To listen to Liberals and Nationals bemoaning the horror of a Labor, independents and Greens voting coalition, because coalition is a dirty word, was one of those humorous elements of the Rudd-Gillard-Rudd years. For most of the time since federation whenever Australia has had a conservative government it has involved a coalition of one kind or other. For the last sixty years Libs and Nats have even campaigned for office as THE Coalition. Together they have proved successfully enough that policy differences – sometimes even quite major ones – are no impediment to running the country.
When it comes to getting legislation through a Senate where The Coalition is outnumbered, conservative politicians have done well enough too. When a few hundred million for Tasmania here or a presidency of the chamber for a Queenslander there were insufficient there was a DLP hatred of Labor to rely on or a Democrat death wish to exploit in the name of good government. The Liberal-National coalition has always managed to stagger through.

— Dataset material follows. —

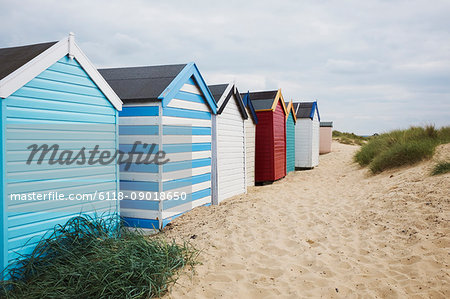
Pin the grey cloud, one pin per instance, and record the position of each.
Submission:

With such a history of success perhaps too much should not be made of the new form of coalition that the Coalition will need to build via the Senate after 1 July. Clive Palmer and his PUPs might make for eccentric voting partners but they are not a collection of raving lefties. There will be some amusing horse trading at times but conservative positions should normally prevail. Generally Prime Minister Tony Abbott should be able to govern and where he cannot – the paid paternity leave scheme comes to mind – there will be many in his own proper Coalition who will be very grateful.